Le lien entre ces Centres, les politiques migratoires répressives de la France et la communauté algérienne est désormais établi de manière presque automatique dans le discours politique.
Le ministre de l’Intérieur, Bruno Retailleau, ne désarme pas. Il continue sa croisade contre les citoyens algériens établis en France. Cette fois-ci, Retailleau a obtenu le contrôle des centres de rétention administrative (CRA) longtemps l’apanage des associations caritatives et compte l’instrumentaliser à son profit avec en ligne de mire les Algériens sans papiers retenus dans ces centres. À la mi-mai, le nombre d’Algériens retenus dans les centres de rétention administrative en France atteignait 725 migrants en situation irrégulière, selon des données avancées par les officiels français. Ces centres sont destinés à l’enfermement temporaire des étrangers en situation irrégulière ou dont le titre de séjour a expiré, en attente de leur expulsion. Le 12 mai dernier, un texte présenté et défendu par le ministre de l’Intérieur, Bruno Retailleau, visant à retirer aux associations leur mission d’assistance juridique dans les centres de rétention administrative (CRA) a été validé. Cette mesure, adoptée à 227 voix contre 113, aura des conséquences concrètes sur les conditions d’accueil des étrangers en instance d’expulsion, notamment les Algériens, nombreux à résider en France sans titre de séjour régulier et donc particulièrement concernés par le placement en CRA. La France, à travers cette décision portée par Retailleau, modifie profondément l’accès au droit pour les étrangers retenus, y compris les Algériens, en transférant cette mission autrefois déléguée à cinq grandes associations -parmi lesquelles France Terre d’Asile, la Cimade, Forum Réfugié-à l’Office français de l’immigration et de l’intégration (Ofii), structure directement placée sous la tutelle du ministère de l’Intérieur. Selon Retailleau, ces associations, en intervenant auprès des personnes retenues, auraient selon lui outrepassé leur rôle initial en se comportant comme des acteurs militants, parfois en opposition ouverte à l’action de l’État. Une critique récurrente de la part du gouvernement, qui voit dans cette réforme un moyen de reprendre le contrôle des CRA, tout en promettant plus de neutralité et des économies à hauteur de 6,5 millions d’euros. Ce changement structurel intervient dans un climat tendu où les Algériens en France font l’objet d’une attention particulière.
Les Algériens ciblés
Le lien entre les CRA, les politiques migratoires répressives de la France et la communauté algérienne est désormais établi de manière presque automatique dans le discours politique. Nombre d’Algériens en situation irrégulière sont visés par des procédures d’éloignement, et la privation d’un accès indépendant au conseil juridique pourrait aggraver leur précarité juridique. Retailleau, a justifié ce recentrage sur l’État par la nécessité de rationaliser les dépenses publiques et d’assurer une meilleure efficacité de l’action administrative.
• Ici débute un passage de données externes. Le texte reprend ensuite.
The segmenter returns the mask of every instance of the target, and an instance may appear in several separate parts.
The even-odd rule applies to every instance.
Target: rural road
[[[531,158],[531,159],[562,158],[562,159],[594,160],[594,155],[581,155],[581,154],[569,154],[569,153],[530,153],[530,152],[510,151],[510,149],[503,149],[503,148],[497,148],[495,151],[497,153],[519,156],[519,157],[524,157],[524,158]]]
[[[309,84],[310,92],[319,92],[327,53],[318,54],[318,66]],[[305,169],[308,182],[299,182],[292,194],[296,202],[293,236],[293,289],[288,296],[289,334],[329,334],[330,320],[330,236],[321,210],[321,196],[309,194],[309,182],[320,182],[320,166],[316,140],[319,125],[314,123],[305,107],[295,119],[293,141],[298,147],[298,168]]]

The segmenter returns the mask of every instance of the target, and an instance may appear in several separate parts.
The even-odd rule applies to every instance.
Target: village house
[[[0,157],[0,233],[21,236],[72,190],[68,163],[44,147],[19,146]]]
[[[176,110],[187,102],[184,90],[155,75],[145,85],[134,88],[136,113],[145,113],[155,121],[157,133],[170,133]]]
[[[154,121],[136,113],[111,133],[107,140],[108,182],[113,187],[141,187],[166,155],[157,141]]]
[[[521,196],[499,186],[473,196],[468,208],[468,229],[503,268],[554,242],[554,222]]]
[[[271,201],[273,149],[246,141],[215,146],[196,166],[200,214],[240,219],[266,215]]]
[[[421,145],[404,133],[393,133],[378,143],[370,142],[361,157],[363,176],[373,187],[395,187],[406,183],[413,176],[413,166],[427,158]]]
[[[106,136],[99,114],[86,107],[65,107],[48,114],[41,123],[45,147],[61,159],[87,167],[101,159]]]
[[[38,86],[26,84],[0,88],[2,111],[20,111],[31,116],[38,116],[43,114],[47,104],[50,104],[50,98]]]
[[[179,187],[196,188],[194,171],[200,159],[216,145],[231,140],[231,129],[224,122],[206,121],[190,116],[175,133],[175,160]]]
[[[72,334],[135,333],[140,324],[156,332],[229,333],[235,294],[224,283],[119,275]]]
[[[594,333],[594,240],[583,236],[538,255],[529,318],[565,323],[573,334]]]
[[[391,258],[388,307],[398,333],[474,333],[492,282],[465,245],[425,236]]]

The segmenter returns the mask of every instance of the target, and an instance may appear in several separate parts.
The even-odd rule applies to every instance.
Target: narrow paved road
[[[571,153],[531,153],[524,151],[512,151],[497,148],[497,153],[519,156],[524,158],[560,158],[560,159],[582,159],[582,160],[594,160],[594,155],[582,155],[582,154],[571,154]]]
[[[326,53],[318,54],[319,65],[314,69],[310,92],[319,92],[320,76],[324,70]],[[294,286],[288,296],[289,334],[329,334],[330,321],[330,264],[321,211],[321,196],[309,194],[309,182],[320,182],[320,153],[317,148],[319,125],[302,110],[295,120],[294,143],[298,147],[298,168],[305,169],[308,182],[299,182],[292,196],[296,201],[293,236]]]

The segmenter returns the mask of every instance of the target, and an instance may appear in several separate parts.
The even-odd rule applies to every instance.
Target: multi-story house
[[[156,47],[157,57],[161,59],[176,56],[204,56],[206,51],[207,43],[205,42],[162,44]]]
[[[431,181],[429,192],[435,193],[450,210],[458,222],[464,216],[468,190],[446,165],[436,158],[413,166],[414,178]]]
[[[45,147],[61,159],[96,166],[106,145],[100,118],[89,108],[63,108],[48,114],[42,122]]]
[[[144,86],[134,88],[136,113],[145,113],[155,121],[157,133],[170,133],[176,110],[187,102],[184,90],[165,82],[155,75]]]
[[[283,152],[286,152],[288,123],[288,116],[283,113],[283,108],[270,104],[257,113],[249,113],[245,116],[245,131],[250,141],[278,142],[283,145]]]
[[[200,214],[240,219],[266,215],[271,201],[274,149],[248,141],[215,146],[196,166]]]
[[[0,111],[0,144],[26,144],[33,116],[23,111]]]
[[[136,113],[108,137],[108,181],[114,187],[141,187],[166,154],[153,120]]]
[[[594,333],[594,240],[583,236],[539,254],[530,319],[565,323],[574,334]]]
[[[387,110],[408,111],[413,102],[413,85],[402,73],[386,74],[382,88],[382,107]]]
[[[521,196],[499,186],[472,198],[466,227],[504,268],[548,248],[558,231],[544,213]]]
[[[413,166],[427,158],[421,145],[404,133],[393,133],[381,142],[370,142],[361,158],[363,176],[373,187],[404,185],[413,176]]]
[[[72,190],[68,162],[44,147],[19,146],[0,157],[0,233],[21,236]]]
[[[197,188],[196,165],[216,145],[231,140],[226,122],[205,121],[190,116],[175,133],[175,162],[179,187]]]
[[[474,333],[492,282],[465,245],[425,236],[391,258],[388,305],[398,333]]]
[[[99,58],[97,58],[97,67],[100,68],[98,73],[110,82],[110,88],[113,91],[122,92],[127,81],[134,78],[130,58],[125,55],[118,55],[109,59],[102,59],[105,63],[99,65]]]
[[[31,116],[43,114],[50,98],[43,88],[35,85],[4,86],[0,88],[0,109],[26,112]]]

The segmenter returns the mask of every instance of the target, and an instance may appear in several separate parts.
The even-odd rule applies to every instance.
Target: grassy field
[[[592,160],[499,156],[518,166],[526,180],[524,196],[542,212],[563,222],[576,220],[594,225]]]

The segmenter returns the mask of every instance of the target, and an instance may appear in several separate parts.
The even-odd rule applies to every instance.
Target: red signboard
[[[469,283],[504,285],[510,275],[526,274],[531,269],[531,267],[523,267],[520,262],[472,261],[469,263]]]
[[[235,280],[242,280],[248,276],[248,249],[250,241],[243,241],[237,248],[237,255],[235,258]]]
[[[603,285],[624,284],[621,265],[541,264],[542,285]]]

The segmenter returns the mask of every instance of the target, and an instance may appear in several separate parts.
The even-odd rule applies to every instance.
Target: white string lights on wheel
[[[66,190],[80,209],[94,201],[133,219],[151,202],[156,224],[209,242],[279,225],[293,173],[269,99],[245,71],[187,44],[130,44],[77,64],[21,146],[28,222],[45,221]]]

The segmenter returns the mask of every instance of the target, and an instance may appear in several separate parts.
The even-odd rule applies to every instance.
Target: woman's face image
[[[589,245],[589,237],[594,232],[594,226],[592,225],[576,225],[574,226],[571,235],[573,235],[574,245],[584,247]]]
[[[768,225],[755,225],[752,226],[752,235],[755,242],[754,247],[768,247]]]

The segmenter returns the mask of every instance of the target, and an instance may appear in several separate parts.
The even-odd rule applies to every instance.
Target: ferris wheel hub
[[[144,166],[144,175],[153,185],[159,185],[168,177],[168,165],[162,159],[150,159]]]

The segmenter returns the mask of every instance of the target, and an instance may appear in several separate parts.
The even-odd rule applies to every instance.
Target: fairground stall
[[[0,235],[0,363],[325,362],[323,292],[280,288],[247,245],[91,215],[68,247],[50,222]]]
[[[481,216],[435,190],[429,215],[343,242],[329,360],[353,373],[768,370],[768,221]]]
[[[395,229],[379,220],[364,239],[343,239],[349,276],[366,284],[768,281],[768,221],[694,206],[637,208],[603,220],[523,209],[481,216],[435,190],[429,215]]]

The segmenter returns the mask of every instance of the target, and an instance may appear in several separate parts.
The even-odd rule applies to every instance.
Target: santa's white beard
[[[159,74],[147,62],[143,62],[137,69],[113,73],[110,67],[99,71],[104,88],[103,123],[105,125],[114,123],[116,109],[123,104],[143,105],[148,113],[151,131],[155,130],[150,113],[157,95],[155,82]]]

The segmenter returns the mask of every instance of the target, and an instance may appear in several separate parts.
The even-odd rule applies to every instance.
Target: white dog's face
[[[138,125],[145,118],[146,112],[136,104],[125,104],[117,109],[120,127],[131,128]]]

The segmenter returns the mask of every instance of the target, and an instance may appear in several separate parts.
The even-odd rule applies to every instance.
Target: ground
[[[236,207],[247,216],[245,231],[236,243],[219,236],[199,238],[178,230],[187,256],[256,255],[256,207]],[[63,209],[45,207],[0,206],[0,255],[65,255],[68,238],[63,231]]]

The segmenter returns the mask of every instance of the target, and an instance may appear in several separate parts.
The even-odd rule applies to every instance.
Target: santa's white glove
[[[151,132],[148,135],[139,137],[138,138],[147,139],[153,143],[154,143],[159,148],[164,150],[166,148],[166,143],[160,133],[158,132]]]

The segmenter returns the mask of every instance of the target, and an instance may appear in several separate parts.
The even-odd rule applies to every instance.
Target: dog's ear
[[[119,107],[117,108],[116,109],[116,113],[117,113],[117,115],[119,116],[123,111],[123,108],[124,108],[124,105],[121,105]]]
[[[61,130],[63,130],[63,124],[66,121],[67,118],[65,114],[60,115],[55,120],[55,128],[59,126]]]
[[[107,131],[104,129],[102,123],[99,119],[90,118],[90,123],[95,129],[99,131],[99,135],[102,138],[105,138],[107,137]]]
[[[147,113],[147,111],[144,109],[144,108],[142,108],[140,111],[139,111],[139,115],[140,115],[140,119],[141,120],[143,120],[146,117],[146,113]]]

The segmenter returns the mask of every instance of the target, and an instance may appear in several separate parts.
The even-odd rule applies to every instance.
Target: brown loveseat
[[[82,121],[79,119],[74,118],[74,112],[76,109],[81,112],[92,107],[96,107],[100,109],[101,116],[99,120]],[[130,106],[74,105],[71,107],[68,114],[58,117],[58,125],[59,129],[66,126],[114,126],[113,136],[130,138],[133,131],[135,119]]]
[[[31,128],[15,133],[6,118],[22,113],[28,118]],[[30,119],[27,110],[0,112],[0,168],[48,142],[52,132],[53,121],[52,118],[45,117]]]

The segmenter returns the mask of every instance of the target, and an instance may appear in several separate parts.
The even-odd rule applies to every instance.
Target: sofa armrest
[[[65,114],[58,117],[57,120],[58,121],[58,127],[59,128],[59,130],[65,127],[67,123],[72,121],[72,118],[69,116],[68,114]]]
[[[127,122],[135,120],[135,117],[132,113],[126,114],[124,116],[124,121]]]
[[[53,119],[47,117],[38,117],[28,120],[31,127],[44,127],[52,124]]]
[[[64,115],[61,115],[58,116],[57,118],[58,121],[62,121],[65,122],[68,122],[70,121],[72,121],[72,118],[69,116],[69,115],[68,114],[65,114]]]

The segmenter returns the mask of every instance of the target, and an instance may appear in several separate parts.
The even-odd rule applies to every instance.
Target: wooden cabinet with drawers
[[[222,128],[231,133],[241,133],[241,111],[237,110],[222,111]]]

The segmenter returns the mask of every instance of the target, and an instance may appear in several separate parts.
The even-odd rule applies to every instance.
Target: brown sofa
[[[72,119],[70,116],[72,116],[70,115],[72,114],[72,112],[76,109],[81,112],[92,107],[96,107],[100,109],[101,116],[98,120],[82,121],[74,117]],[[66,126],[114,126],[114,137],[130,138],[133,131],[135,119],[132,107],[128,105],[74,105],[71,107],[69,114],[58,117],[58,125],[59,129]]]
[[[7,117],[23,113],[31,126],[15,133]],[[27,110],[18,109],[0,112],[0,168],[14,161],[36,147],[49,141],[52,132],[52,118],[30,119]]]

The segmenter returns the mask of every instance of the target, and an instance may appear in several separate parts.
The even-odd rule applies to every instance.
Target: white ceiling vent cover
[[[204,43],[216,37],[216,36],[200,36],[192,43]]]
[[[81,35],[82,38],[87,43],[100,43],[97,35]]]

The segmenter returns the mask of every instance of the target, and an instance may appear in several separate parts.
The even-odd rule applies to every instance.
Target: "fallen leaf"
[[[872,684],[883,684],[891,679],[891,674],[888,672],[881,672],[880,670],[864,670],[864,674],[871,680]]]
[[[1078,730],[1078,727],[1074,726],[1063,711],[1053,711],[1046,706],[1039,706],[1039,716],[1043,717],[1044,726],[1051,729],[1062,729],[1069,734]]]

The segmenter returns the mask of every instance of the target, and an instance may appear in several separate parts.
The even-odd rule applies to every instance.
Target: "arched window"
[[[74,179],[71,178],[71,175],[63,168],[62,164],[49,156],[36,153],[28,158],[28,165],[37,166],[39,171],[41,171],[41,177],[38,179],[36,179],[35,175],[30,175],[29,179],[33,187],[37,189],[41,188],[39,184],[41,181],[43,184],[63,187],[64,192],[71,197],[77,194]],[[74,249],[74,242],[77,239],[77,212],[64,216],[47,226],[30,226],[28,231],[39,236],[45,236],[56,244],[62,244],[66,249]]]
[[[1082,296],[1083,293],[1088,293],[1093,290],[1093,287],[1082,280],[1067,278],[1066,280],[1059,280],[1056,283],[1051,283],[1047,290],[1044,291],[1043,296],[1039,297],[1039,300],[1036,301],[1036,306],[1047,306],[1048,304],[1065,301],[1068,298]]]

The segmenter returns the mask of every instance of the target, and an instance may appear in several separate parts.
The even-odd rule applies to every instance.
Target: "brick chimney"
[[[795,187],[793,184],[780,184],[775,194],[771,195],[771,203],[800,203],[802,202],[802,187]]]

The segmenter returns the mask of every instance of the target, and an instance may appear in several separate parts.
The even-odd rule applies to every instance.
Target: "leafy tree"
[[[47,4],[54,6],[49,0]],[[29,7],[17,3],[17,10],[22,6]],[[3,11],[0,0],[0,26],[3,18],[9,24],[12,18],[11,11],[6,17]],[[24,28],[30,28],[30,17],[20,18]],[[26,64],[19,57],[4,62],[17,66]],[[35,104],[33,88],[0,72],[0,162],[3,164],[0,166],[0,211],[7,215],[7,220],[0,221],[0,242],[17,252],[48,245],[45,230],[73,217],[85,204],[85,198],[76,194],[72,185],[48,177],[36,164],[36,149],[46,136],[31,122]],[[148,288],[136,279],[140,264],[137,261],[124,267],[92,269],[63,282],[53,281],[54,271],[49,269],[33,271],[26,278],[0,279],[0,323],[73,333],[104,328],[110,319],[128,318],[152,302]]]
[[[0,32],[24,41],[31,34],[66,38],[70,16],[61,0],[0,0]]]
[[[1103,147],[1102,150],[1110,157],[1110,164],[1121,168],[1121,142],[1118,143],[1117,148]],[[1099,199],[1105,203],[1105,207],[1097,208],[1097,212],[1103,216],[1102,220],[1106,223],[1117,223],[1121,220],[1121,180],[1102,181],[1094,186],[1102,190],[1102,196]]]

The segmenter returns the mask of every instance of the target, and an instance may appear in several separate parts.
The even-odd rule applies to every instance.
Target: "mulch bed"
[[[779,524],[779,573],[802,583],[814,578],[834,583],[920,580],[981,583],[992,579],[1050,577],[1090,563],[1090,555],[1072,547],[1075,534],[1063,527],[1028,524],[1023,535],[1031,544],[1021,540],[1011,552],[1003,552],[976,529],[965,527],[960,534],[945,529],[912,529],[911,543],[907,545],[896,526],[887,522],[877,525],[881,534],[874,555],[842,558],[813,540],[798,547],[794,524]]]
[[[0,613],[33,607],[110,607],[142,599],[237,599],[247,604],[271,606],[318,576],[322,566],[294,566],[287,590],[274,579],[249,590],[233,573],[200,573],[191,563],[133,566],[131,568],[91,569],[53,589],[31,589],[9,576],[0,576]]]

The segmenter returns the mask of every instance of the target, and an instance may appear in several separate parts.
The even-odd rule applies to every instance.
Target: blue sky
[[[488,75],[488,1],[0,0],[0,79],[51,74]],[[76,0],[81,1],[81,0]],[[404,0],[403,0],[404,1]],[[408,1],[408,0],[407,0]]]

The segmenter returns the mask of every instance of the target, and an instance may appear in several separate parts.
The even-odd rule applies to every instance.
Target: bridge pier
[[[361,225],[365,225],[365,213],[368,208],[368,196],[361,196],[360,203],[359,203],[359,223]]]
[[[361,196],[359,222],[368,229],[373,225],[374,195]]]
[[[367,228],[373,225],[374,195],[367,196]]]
La mission de conseil juridique serait ainsi désormais partagée entre l’Office- pour l’information générale-et les avocats- pour l’assistance juridique spécifique, excluant de fait les associations. Ce projet s’inscrit dans un contexte législatif plus large, où d’autres mesures restrictives sont également en discussion : allongement de la durée maximale de séjour en rétention administrative de 90 à 210 jours, conditions renforcées d’accès aux prestations sociales pour les étrangers, ou encore critères plus rigides pour le regroupement familial. La France semble ainsi adopter une ligne de plus en plus dure à l’égard de l’immigration, avec un impact direct sur les Algériens en situation de vulnérabilité juridique et sociale. La procédure d’adoption du texte a été si rapide : une procédure accélérée a été enclenchée pour faire passer rapidement ce projet à l’Assemblée nationale, ce qui témoigne d’une volonté politique forte d’en finir avec la présence associative dans les CRA.
Cette accélération montre à quel point Retailleau souhaite inscrire cette réforme dans une dynamique d’autorité et de contrôle, particulièrement à l’approche d’échéances électorales où les questions migratoires jouent un rôle central dans les débats publics en France, en lien notamment avec les Algériens.